Regular size:
Thickness:≥0.5mm
Outer diameter:≤214mm
Length:≤6000mm
The titanium tube is light in weight, high in strength and superior in mechanical properties. It is widely used in heat exchange equipment such as tubular heat exchangers, coil heat exchangers, serpentine heat exchangers, condensers, evaporators and pipelines. Many nuclear power industries use titanium tubes as their standard units.
Different grades for different purposes
There are many different grades of titanium, and they all have various characteristics that make them ideal for specific sectors of the chemical process industry. Titanium grades 1, 2, 7, 9, and 12 have been used in the past for high-quality, corrosion-resistant heat transfer equipment.
The most commonly-used grades of titanium for heat transfer equipment are grade 2, unalloyed (commercially pure) titanium are grade 7, and basic grade 2 with a palladium addition for increased corrosion resistance. Grade 1 is used primarily for plate and frame exchangers, while grade 9 (with aluminum and vanadium additions) is used for shell and tube exchangers when higher strength is required for the tubing.

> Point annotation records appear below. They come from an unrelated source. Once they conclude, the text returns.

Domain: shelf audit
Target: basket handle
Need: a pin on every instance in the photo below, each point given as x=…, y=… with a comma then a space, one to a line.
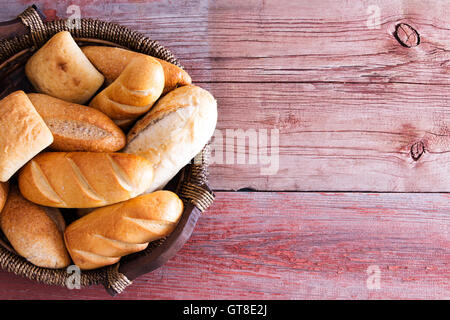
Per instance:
x=20, y=26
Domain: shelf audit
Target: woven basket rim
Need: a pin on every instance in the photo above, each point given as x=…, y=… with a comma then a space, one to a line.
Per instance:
x=115, y=35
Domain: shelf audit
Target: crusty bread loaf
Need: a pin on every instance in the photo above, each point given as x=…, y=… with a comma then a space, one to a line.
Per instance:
x=23, y=133
x=61, y=70
x=174, y=131
x=125, y=124
x=35, y=232
x=4, y=188
x=106, y=234
x=134, y=91
x=111, y=62
x=84, y=179
x=76, y=127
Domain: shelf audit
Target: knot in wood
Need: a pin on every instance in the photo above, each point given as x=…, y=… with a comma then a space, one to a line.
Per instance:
x=417, y=149
x=406, y=35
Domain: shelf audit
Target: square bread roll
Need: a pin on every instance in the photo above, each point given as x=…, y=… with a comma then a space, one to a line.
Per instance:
x=60, y=69
x=23, y=133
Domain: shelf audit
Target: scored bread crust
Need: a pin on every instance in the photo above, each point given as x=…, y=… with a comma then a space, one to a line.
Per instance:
x=23, y=133
x=33, y=233
x=106, y=234
x=112, y=61
x=4, y=189
x=76, y=127
x=174, y=131
x=84, y=179
x=60, y=69
x=134, y=91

Grade 12 is an alloy of titanium with a small amount of molybdenum and nickel and is used for slightly high strength and higher corrosion resistance, especially where crevice or under-deposit corrosion may be an issue.
Titanium tubes can be used in applications where the fluid in the tubes move at high velocities and are normally used with a zero-corrosion limit, thus reducing the required wall thickness. Titanium is resistant to fouling, has a high corrosion fatigue limit, and is resistant to impingement or erosion attack. Therefore, titanium is ideally suited for a wide variety of heat transfer applications – especially those involving seawater, brackish water cooling, or steam heating. When the corrosivity of the chemicals make it necessary to use higher alloys like titanium, it is essential that the system be designed for maximum efficiency to ensure that the overall cost of the heat transfer is minimized. This will stand true regardless of the design used for the heat exchanger.